Спрашивали его о делах сугубо сексуальных, не касаясь ничего другого. Не собирались не только арестовывать, но даже задерживать. Но нервы у «пра-ативного», должно быть, оказались в расстроенном состоянии. Он внезапно, без всякой связи с темой беседы, настрочил письменное заявление, в котором признавался… что еще в 1918 г. был завербован в шпионы секретарем германского посольства в Стокгольме.
Чекисты одурели настолько, что Флоринского всё-таки отпустили с миром. Потом, правда, проверили по своей линии его показания. Все подтвердилось. Так что через несколько дней Флоринского пришлось все-таки брать, и уже не за сексуальные заморочки…
Тот же вопрос: он что, один такой уникальный?
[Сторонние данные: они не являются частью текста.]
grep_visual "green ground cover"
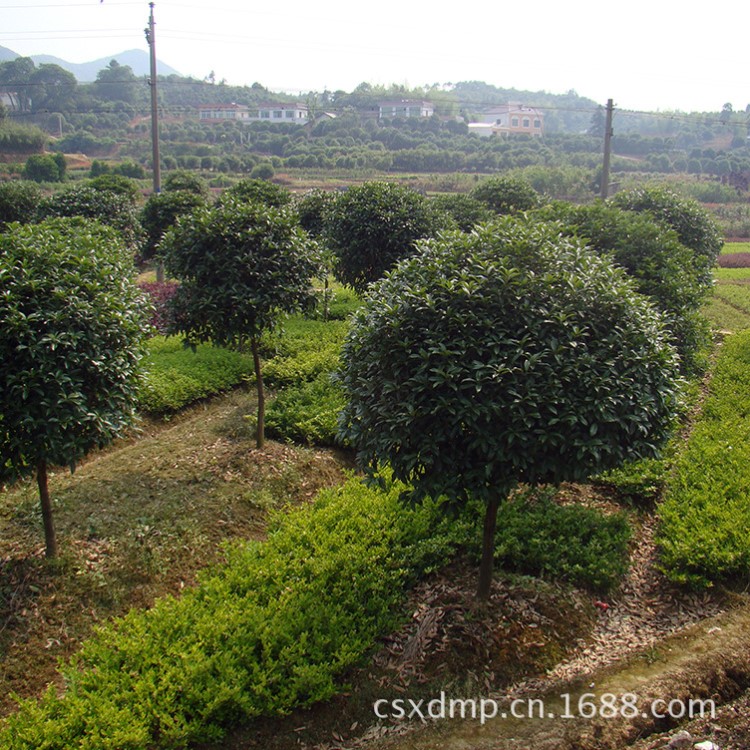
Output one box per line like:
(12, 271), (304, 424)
(657, 329), (750, 587)
(139, 336), (255, 414)
(721, 241), (750, 254)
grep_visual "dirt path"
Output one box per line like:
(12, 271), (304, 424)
(315, 515), (745, 750)
(0, 390), (351, 716)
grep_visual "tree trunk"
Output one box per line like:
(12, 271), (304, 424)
(323, 275), (330, 323)
(36, 459), (57, 558)
(250, 336), (265, 449)
(477, 494), (501, 600)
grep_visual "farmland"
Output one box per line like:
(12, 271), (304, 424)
(1, 173), (750, 749)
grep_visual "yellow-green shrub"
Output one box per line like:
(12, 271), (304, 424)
(0, 478), (472, 749)
(657, 330), (750, 586)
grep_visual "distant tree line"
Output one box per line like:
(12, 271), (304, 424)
(2, 56), (750, 184)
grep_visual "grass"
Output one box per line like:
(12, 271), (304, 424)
(704, 266), (750, 332)
(714, 267), (750, 281)
(722, 240), (750, 254)
(0, 391), (350, 717)
(657, 329), (750, 587)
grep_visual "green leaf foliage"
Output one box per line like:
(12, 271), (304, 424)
(22, 153), (64, 183)
(85, 174), (141, 206)
(162, 199), (319, 348)
(0, 477), (471, 749)
(657, 329), (750, 587)
(325, 181), (454, 295)
(339, 216), (683, 506)
(139, 190), (208, 262)
(470, 174), (540, 215)
(610, 186), (724, 286)
(266, 371), (347, 447)
(430, 192), (494, 232)
(139, 336), (255, 414)
(294, 188), (336, 238)
(0, 180), (42, 229)
(217, 177), (292, 208)
(36, 185), (144, 251)
(0, 218), (148, 479)
(535, 200), (711, 374)
(492, 488), (631, 593)
(0, 467), (633, 747)
(162, 169), (209, 197)
(261, 318), (348, 388)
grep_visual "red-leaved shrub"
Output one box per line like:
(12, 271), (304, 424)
(138, 281), (179, 334)
(717, 253), (750, 268)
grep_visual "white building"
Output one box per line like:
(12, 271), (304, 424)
(250, 103), (309, 124)
(469, 102), (544, 137)
(198, 103), (251, 122)
(378, 100), (435, 119)
(198, 102), (309, 124)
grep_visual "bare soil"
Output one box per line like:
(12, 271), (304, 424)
(0, 390), (351, 716)
(3, 391), (749, 750)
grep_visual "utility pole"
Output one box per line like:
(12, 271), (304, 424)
(145, 2), (164, 280)
(145, 2), (161, 193)
(600, 98), (614, 199)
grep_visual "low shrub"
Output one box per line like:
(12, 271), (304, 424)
(0, 476), (631, 747)
(491, 489), (631, 593)
(594, 456), (672, 506)
(717, 252), (750, 268)
(657, 329), (750, 586)
(0, 477), (473, 749)
(140, 336), (254, 414)
(261, 318), (347, 388)
(266, 372), (347, 447)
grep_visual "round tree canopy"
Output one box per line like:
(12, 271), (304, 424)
(0, 217), (148, 478)
(338, 216), (682, 504)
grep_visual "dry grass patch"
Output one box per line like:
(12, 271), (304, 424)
(0, 389), (351, 716)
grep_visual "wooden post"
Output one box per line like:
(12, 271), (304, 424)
(600, 98), (614, 199)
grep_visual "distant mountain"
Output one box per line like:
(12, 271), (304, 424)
(0, 46), (181, 80)
(0, 46), (17, 63)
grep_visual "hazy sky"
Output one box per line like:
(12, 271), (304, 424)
(1, 0), (747, 114)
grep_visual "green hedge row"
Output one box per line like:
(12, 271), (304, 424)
(261, 318), (348, 388)
(1, 472), (632, 748)
(657, 329), (750, 586)
(0, 478), (473, 749)
(263, 317), (349, 445)
(139, 336), (255, 414)
(493, 489), (631, 593)
(266, 372), (348, 447)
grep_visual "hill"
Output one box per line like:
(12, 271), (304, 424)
(0, 45), (180, 80)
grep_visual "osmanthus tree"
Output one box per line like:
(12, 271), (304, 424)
(161, 198), (319, 449)
(470, 175), (540, 215)
(139, 189), (208, 263)
(338, 216), (682, 599)
(325, 181), (454, 295)
(218, 177), (292, 209)
(0, 180), (41, 230)
(0, 218), (149, 557)
(36, 184), (145, 252)
(609, 186), (724, 287)
(534, 200), (709, 374)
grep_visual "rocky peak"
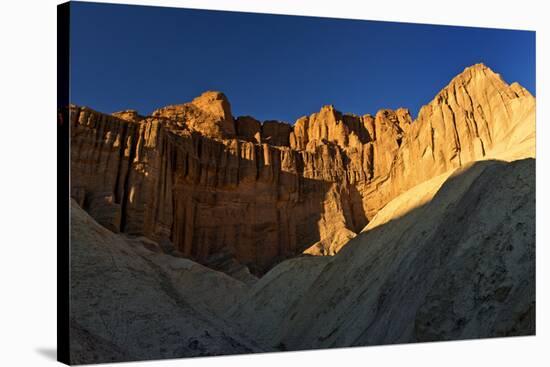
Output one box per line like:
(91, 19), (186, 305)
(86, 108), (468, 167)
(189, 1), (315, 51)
(112, 109), (143, 123)
(451, 63), (495, 83)
(190, 90), (234, 127)
(434, 63), (509, 103)
(152, 90), (236, 139)
(69, 64), (535, 275)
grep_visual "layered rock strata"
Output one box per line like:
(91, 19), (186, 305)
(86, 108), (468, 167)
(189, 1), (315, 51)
(70, 64), (535, 274)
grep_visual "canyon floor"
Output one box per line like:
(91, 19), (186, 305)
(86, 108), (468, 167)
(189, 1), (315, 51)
(67, 64), (535, 364)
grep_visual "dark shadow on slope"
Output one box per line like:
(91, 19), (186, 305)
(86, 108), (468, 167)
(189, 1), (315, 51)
(66, 153), (535, 363)
(269, 158), (535, 352)
(348, 183), (368, 233)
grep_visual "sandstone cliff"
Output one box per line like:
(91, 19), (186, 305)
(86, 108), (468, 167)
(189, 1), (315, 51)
(229, 158), (535, 349)
(69, 63), (535, 275)
(69, 158), (535, 362)
(68, 63), (535, 362)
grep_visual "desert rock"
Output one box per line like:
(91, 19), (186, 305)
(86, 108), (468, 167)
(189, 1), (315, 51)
(229, 159), (535, 349)
(67, 63), (536, 362)
(69, 63), (535, 275)
(69, 199), (266, 363)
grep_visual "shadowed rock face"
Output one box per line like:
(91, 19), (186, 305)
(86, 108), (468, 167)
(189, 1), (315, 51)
(69, 158), (535, 362)
(68, 63), (535, 363)
(229, 159), (535, 350)
(69, 63), (535, 275)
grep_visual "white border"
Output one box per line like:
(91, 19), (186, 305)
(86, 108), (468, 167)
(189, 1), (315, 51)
(0, 0), (547, 366)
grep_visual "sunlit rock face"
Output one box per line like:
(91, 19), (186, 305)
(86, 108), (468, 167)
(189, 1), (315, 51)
(69, 64), (535, 275)
(68, 64), (535, 363)
(230, 158), (535, 350)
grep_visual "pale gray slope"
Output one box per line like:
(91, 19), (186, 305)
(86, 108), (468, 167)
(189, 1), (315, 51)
(69, 157), (535, 361)
(228, 256), (331, 347)
(230, 159), (535, 350)
(69, 199), (269, 364)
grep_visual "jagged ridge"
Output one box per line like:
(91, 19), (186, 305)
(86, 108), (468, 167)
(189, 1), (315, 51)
(69, 63), (535, 274)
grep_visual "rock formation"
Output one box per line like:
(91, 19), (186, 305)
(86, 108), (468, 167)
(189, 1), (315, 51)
(229, 158), (535, 349)
(69, 63), (535, 275)
(69, 158), (535, 362)
(67, 63), (536, 363)
(69, 199), (267, 364)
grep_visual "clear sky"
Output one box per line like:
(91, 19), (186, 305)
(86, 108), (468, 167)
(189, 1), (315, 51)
(70, 2), (535, 123)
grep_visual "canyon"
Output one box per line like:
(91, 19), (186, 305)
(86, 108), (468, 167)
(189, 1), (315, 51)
(68, 63), (535, 363)
(70, 63), (535, 275)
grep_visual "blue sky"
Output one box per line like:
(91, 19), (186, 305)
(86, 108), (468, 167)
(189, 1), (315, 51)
(70, 2), (535, 123)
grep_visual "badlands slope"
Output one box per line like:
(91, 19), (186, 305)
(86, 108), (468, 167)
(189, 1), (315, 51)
(231, 158), (534, 350)
(67, 63), (535, 363)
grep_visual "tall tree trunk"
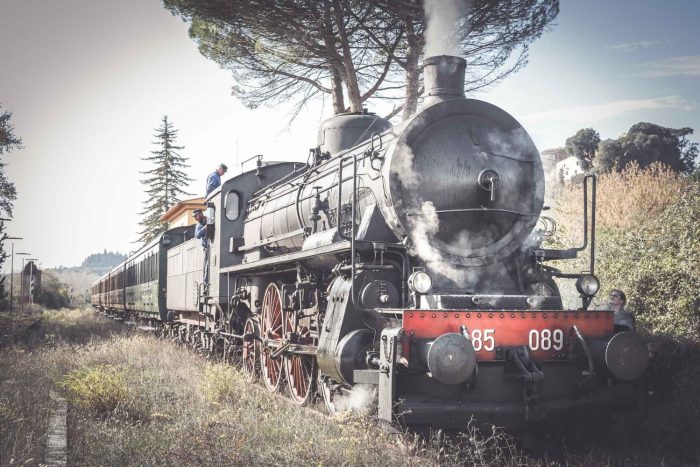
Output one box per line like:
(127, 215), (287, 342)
(330, 68), (345, 114)
(319, 2), (347, 114)
(331, 0), (362, 112)
(403, 16), (422, 120)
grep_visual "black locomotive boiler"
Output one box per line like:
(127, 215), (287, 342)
(92, 55), (650, 431)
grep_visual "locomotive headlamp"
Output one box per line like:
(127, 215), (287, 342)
(408, 271), (433, 295)
(576, 274), (600, 297)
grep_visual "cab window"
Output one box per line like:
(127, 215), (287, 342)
(225, 190), (240, 220)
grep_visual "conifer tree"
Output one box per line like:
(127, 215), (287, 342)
(137, 116), (192, 244)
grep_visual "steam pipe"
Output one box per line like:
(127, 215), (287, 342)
(571, 175), (597, 260)
(589, 175), (597, 275)
(349, 153), (369, 311)
(572, 325), (595, 386)
(573, 177), (589, 253)
(337, 157), (348, 240)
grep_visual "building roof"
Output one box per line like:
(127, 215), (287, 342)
(540, 147), (569, 161)
(159, 197), (206, 223)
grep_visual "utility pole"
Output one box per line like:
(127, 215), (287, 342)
(5, 235), (22, 312)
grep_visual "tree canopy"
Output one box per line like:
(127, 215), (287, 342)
(0, 104), (22, 304)
(564, 128), (600, 171)
(164, 0), (559, 120)
(137, 116), (192, 245)
(594, 122), (697, 174)
(0, 104), (21, 218)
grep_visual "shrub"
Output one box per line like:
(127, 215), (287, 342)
(34, 271), (72, 309)
(200, 363), (243, 404)
(550, 162), (688, 241)
(548, 164), (699, 340)
(61, 364), (129, 416)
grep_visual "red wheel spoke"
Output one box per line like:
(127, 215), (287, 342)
(283, 305), (316, 405)
(261, 283), (283, 392)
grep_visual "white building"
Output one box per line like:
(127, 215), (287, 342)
(553, 155), (586, 184)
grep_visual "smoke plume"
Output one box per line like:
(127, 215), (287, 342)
(424, 0), (470, 57)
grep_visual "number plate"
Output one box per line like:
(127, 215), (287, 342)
(402, 310), (613, 361)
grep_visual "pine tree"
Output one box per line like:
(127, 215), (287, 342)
(137, 116), (192, 244)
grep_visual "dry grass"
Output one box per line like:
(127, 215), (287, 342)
(7, 308), (696, 465)
(549, 162), (688, 241)
(0, 308), (123, 465)
(1, 309), (533, 466)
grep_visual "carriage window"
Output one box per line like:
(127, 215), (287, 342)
(153, 253), (158, 281)
(225, 190), (241, 220)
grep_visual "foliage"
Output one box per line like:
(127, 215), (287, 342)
(594, 122), (697, 174)
(164, 0), (559, 119)
(549, 164), (699, 340)
(137, 116), (192, 245)
(0, 222), (11, 303)
(61, 365), (130, 416)
(553, 162), (689, 234)
(201, 363), (243, 404)
(34, 270), (72, 309)
(48, 267), (100, 305)
(0, 104), (20, 217)
(564, 127), (600, 171)
(0, 104), (23, 156)
(595, 184), (700, 338)
(0, 105), (22, 303)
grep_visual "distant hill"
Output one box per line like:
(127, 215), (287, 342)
(81, 250), (127, 274)
(47, 251), (127, 304)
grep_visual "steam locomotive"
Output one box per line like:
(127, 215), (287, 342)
(92, 55), (649, 431)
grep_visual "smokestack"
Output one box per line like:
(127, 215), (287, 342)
(422, 55), (466, 108)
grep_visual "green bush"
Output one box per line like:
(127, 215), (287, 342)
(594, 183), (700, 339)
(550, 165), (699, 341)
(34, 270), (72, 309)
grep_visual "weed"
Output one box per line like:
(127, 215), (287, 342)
(61, 364), (129, 417)
(200, 362), (243, 404)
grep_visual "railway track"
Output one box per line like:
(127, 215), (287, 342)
(0, 315), (42, 347)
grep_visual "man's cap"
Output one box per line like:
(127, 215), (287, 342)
(192, 208), (203, 216)
(218, 163), (228, 171)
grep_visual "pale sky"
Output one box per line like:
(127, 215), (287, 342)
(0, 0), (698, 268)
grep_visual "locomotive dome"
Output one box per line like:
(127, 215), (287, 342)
(317, 110), (392, 156)
(382, 56), (545, 267)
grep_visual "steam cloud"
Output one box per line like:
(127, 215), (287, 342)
(410, 200), (469, 283)
(330, 384), (375, 413)
(392, 124), (542, 292)
(424, 0), (470, 57)
(392, 143), (475, 286)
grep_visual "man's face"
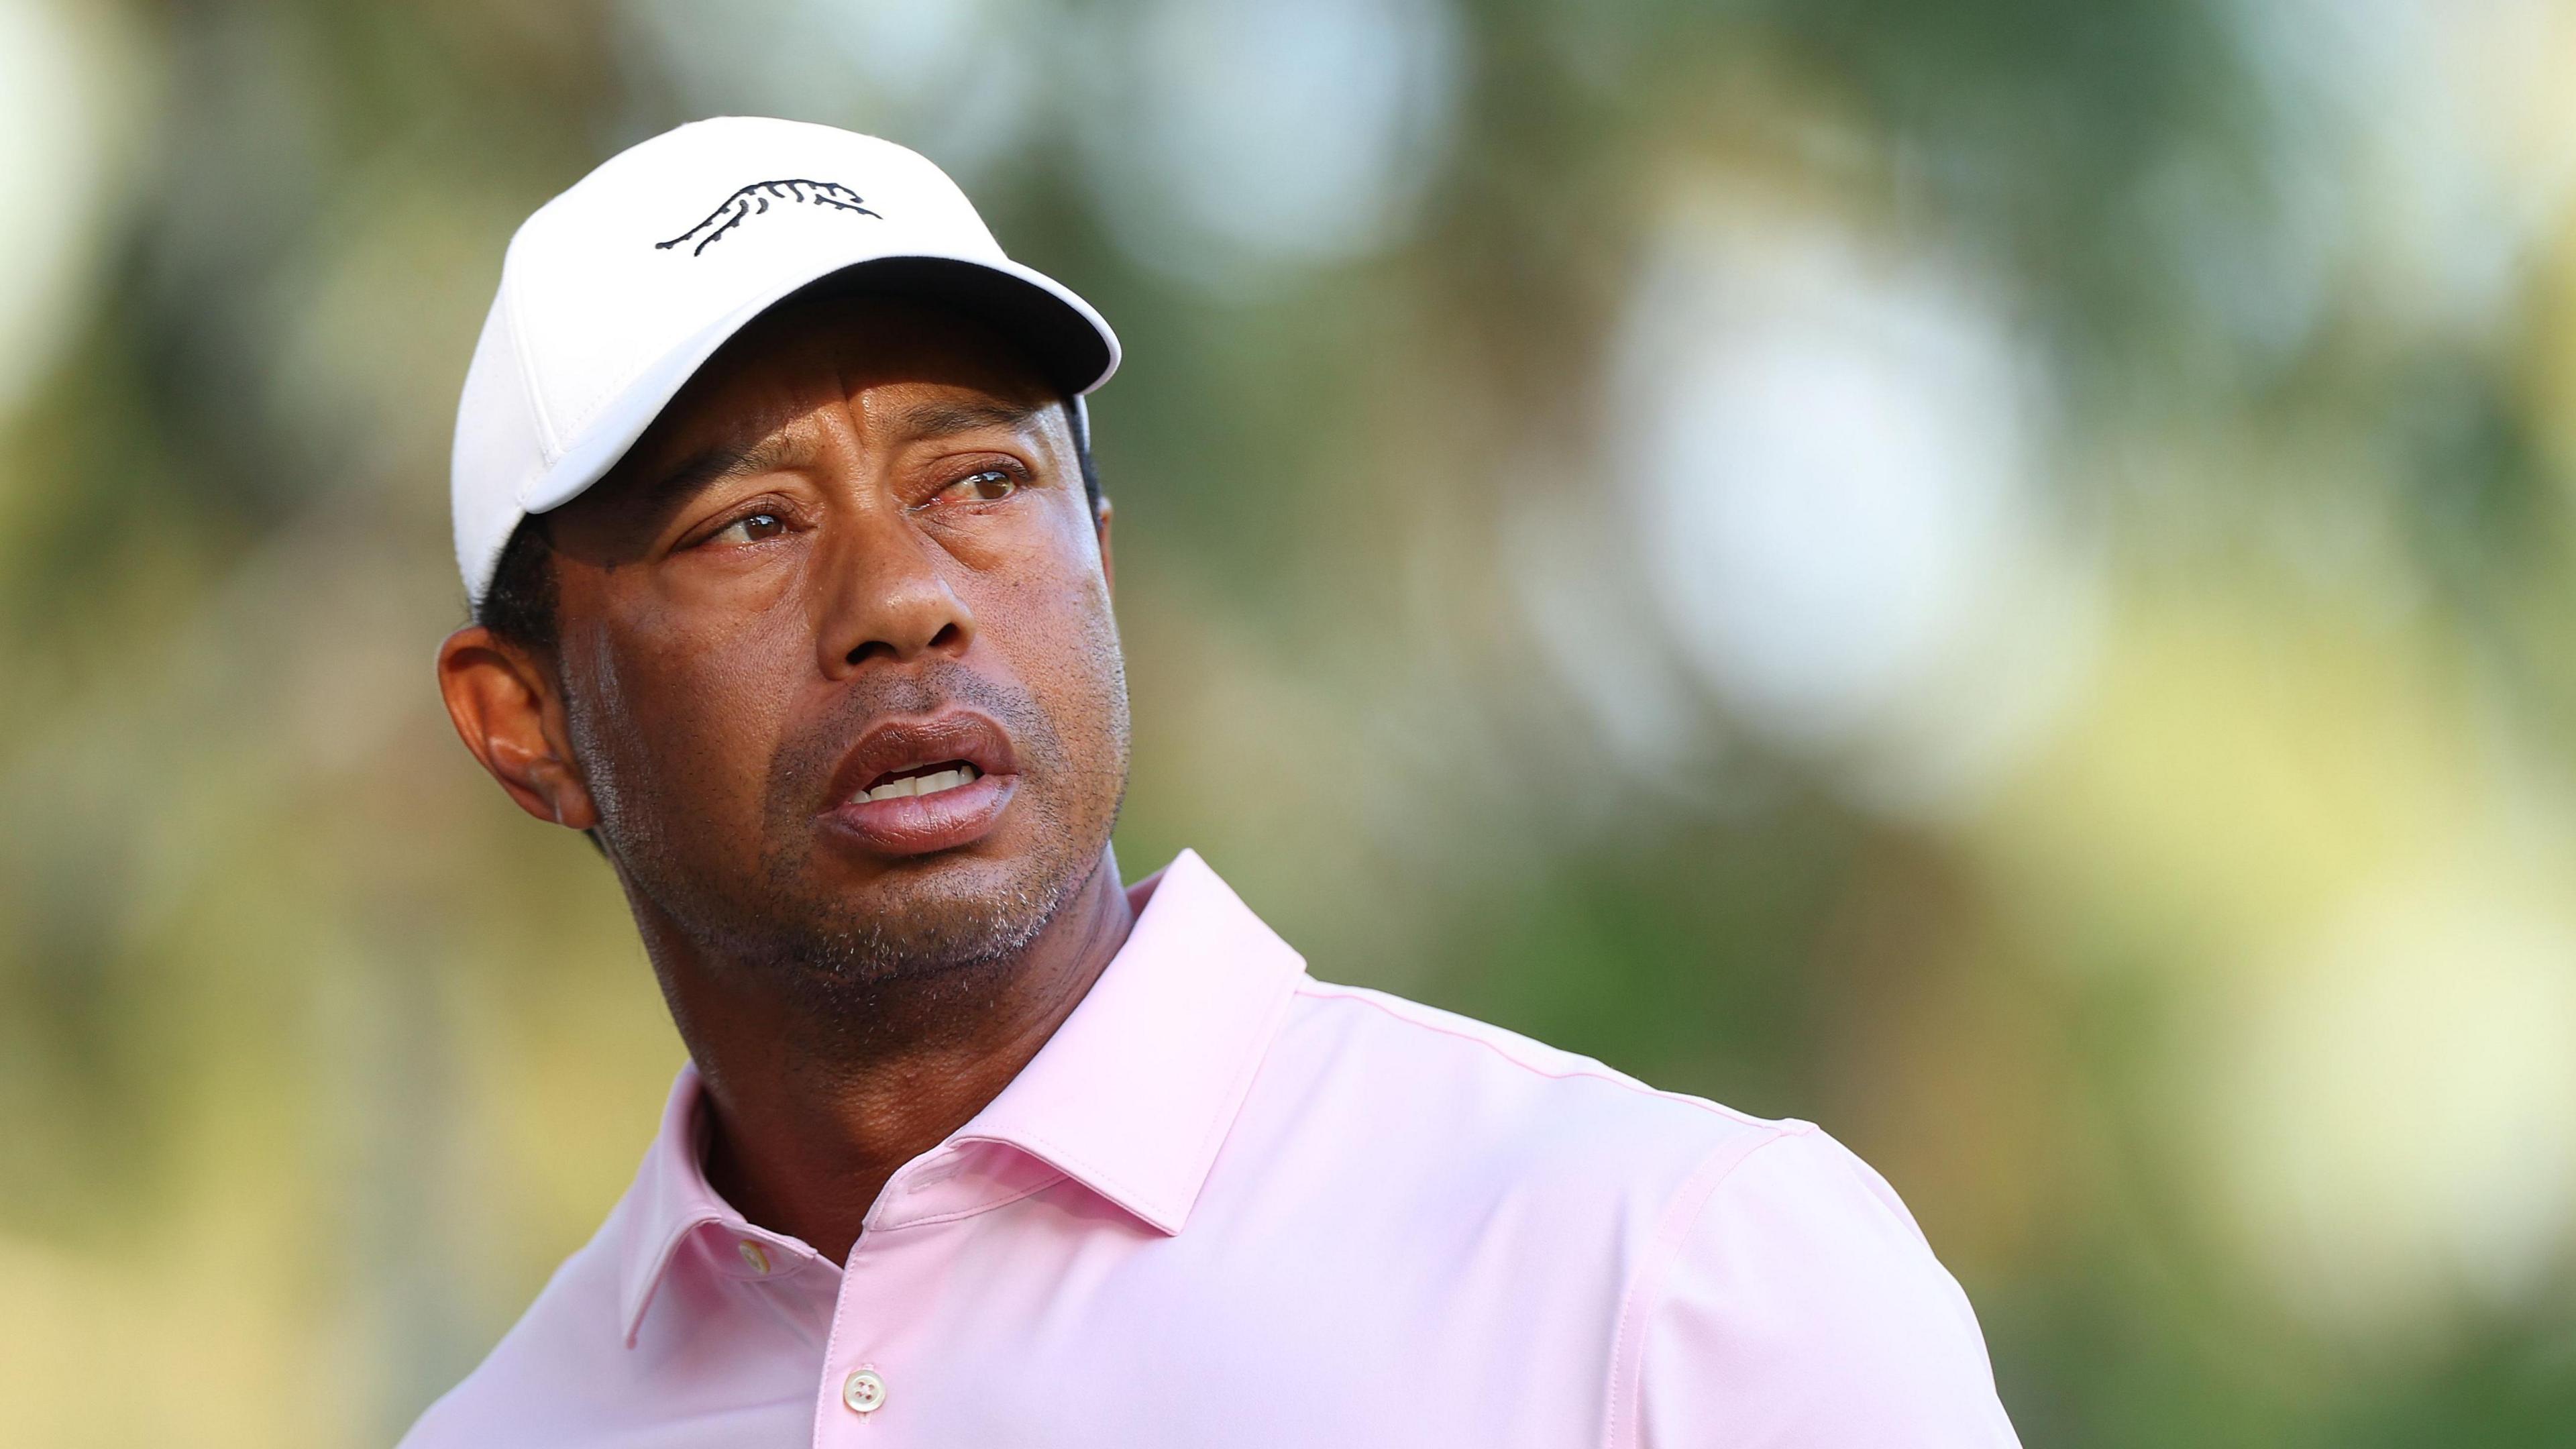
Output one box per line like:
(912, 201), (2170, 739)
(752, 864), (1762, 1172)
(529, 292), (1128, 993)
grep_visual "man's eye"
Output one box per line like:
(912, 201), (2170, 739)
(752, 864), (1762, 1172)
(940, 470), (1017, 503)
(708, 512), (786, 545)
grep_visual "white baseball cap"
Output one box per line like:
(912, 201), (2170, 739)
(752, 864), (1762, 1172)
(450, 116), (1120, 605)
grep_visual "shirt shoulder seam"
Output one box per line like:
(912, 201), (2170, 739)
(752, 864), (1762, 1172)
(1290, 980), (1782, 1130)
(1599, 1124), (1819, 1449)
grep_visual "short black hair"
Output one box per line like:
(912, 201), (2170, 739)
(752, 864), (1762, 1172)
(476, 395), (1101, 652)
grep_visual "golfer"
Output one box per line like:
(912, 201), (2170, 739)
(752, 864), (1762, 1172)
(409, 117), (2021, 1447)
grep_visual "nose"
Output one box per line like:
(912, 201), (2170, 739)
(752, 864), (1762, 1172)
(814, 513), (977, 677)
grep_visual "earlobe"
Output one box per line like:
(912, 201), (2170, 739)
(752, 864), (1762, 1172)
(435, 626), (600, 832)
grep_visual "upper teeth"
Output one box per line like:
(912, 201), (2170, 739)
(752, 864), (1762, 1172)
(859, 763), (980, 803)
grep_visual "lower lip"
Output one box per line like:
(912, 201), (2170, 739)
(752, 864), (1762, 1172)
(821, 773), (1016, 855)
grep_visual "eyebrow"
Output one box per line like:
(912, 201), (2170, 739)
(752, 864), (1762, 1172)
(877, 396), (1053, 441)
(636, 430), (808, 515)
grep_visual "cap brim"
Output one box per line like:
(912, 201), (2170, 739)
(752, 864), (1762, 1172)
(520, 252), (1117, 517)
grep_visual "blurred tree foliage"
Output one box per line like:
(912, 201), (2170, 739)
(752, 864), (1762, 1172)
(3, 0), (2573, 1443)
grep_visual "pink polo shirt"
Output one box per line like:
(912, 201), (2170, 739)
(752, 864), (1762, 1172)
(403, 850), (2020, 1447)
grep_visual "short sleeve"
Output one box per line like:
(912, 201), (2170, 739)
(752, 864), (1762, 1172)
(1629, 1127), (2021, 1448)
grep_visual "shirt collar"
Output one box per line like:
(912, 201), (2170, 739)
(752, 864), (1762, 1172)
(936, 848), (1306, 1234)
(611, 849), (1305, 1344)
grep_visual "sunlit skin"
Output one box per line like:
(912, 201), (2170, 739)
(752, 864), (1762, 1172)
(435, 292), (1133, 1264)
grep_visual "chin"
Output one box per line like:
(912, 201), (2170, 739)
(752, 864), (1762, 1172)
(772, 849), (1087, 987)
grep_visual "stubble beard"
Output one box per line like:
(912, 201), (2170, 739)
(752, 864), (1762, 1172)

И сколько ему подобных агентов оказались крепче нервами и усердно работали? И сколько из них умудрились не провалиться?
Сохранились интереснейшие воспоминания работавшего в Советском Союзе по контракту американского инженера Джона Литлпейджа о том, с чем он столкнулся на Урале.
Эт-то, знаете ли. ю Никаких «чекистских вымыслов». На Кошбарских золотых рудниках то и дело в агрегатах дизельной электростанции находили не простой песок, а кварцевый, который мог попасть внутрь дизелей лишь в одном-единственном случае: если кто-то трудолюбиво снял защитный колпак и засыпал банку-другую. Американские рекомендации по эксплуатации месторождений либо не переводились на русский вообще, либо прятались подальше. «Методы разработки полезных ископаемых были с такой очевидностью неправильны, что студент-первокурсник горного института мог бы указать на большинство их ошибок». Литлпейдж предупреждает местных инженеров, что они используют при выработке руды на двух домнах негодные методы, но те его совершенно игнорируют, в результате чего большое количество медной руды идет не на выработку металла, а в потери. Более того, малость подучивший русский язык американец вдруг обнаруживает, что русский «менеджер» отдает рабочим указания, прямо противоположные распоряжениям Литлпейджа.